RBC Capital Markets Raises Target from 5200 to 5500
"Overbought Zone... Watching Exit" Caution
February PCE Inflation Key to Fed Rate Path
The US stock market rally in New York has increased the value of US stocks by $4 trillion (approximately 5,400 trillion KRW) in the first quarter of this year. Wall Street has been raising its annual stock market forecasts one after another. Amid optimistic and bearish views on further rises in the US stock market, inflation indicators that will influence the Federal Reserve's (Fed) interest rate path are expected to become a key variable for the US stock market.
On the 28th (local time), RBC Capital Markets raised its year-end forecast for the S&P 500 index to 5300 from the previous 5150.
Lori Calvasina, Head of US Equity Strategy at RBC Capital Markets, stated, "Ultimately, it is the market’s perspective, rather than economists’ or strategists’ views on where economic fundamentals are headed, that determines stock prices."
Earlier, Oppenheimer Asset Management also raised its year-end S&P 500 index forecast from 5200 to 5500, citing a resilient economy and the Fed’s effective monetary policy as the basis for the upward revision. HSBC raised its forecast from 5000 to 5400 based on a soft landing outlook, and Soci?t? G?n?rale increased its S&P 500 forecast from 4750 to 5500, citing improved corporate earnings and the artificial intelligence (AI) boom.
The US stock market closed this quarter with a strong rally. The S&P 500 index surged 10.2% in the first quarter, marking the largest quarterly gain in five years since the first quarter of 2019 (13.1%). The Dow Jones Industrial Average rose 5.6% during the same period, its biggest increase since the first quarter of 2021 (7.4%). The Nasdaq index jumped 9.1% in the first quarter. According to Bloomberg, the surge in the three major New York stock indices increased the value of US stocks by $4 trillion in the first quarter. Nvidia, the AI leader and superstar of the New York stock market, soared 83% in the first quarter alone.
The three major indices also showed notable gains on a monthly basis. The S&P 500 index rose 3.1% this month, while the Dow Jones Industrial Average and Nasdaq increased by 2.1% and 1.8%, respectively.
Whether the New York stock market continues this rally depends on the Fed’s future interest rate path, analysts say. At the Federal Open Market Committee (FOMC) meeting on the 20th, the Fed maintained its forecast for three rate cuts this year. For this forecast to materialize amid a robust US economy and employment, a continuous slowdown in inflation indicators must be confirmed.
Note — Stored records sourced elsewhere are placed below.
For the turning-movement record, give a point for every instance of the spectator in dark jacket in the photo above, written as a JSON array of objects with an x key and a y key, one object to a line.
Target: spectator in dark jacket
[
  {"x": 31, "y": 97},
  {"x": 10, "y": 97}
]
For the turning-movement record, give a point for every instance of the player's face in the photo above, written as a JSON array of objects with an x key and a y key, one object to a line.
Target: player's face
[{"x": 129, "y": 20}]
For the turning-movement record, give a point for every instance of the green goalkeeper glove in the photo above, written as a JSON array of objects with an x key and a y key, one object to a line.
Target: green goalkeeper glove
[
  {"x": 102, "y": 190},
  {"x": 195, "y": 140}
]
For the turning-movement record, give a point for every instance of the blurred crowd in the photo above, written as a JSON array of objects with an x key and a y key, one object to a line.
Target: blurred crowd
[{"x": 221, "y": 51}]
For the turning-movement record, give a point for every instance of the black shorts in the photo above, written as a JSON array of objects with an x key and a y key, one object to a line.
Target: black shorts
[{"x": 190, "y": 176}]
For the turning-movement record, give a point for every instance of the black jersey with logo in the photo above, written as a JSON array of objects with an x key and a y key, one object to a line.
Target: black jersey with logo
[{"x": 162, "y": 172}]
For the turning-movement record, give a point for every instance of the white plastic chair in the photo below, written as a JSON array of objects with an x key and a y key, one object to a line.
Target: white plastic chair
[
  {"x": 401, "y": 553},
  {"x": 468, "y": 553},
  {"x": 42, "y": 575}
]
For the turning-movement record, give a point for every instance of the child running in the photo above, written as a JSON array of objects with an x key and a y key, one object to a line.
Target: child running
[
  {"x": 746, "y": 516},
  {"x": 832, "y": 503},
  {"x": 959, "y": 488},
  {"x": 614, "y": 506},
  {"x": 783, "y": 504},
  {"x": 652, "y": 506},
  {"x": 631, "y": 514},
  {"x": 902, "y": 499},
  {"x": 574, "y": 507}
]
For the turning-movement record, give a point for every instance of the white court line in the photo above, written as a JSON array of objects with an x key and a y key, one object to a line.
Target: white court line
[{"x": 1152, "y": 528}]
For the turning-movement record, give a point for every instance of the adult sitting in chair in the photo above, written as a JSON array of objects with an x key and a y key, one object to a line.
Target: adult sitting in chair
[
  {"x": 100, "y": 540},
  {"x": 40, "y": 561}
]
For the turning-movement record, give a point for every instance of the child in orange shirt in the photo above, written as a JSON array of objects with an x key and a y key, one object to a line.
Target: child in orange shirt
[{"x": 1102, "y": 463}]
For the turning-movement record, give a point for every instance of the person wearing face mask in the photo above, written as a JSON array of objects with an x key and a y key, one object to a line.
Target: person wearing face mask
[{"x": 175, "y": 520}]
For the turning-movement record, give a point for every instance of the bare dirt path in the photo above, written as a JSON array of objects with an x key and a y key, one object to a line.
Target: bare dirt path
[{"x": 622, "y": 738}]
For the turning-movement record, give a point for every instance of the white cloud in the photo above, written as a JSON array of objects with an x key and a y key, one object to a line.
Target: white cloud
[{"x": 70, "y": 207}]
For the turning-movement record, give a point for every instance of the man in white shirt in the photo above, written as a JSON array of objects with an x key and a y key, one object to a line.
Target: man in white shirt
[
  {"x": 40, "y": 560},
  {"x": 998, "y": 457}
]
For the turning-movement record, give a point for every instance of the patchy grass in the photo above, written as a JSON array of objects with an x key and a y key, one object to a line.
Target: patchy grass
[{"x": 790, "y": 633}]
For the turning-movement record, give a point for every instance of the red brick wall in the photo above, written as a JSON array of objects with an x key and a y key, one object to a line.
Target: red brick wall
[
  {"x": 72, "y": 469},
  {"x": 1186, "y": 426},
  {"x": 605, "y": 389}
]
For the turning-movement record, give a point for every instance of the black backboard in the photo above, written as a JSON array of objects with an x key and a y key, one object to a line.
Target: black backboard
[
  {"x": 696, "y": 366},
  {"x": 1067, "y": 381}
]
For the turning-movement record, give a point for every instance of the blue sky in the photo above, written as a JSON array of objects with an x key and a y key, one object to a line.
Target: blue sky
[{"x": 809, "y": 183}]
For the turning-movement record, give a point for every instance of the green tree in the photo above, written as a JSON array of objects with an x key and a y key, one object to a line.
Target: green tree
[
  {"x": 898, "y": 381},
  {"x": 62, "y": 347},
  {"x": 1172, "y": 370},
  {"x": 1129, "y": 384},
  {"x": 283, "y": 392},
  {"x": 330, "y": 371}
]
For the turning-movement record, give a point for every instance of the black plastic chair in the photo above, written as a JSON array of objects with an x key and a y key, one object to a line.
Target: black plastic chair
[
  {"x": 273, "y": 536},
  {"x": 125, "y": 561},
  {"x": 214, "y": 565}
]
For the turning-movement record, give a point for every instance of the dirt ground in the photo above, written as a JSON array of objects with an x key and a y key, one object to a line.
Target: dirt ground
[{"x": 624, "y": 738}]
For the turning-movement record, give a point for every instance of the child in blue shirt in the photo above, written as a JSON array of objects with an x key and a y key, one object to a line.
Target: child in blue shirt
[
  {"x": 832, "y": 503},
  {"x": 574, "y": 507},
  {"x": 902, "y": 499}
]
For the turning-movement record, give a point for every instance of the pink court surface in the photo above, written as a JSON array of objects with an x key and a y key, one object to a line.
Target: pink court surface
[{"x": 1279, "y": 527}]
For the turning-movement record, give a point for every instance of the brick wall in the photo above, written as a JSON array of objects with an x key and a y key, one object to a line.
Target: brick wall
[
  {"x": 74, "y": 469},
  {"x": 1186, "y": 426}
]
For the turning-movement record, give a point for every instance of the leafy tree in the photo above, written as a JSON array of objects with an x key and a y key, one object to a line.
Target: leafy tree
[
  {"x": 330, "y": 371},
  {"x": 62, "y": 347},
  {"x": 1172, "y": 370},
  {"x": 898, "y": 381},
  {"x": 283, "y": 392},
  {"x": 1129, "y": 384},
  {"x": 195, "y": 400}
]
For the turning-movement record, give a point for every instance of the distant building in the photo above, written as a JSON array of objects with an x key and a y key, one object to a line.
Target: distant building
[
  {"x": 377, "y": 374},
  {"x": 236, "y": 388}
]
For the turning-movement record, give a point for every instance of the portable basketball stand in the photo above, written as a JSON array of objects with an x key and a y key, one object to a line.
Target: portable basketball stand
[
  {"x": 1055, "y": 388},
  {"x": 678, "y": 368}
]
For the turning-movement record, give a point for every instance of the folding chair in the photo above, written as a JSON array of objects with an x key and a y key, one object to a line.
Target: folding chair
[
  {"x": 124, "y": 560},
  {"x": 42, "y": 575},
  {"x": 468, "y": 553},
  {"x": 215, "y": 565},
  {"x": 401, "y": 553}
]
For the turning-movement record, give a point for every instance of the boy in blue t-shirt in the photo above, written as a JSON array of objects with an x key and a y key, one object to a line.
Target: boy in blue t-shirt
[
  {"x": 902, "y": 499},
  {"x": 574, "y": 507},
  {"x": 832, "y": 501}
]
The market is closely watching the personal consumption expenditures (PCE) price index, the Fed’s most important inflation gauge, which will be released on the 29th. The core PCE price index for February is expected to rise 2.8% year-over-year, maintaining the same level as in January.
Jeremy Straub, CEO of Coastal Wealth, predicted, "If the PCE price index released on the 29th meets or comes close to expectations, the Fed is highly likely to cut interest rates three times this year."
According to the Chicago Mercantile Exchange (CME) FedWatch, the federal funds futures market on this day reflects a more than 63% probability that the Fed will cut rates by 0.25 percentage points at the June FOMC meeting, slightly down from the 70% range a week ago.
Meanwhile, concerns are growing that a bubble has formed in the US stock market, creating significant downward pressure.
Dan Wontrobsky, analyst at investment firm Janney Montgomery Scott, warned, "For now, we shouldn’t go against the trend, but inflation remains stubborn, macro uncertainties are rising, and the stock market is still overbought. At the very least, we need to keep watching for an exit."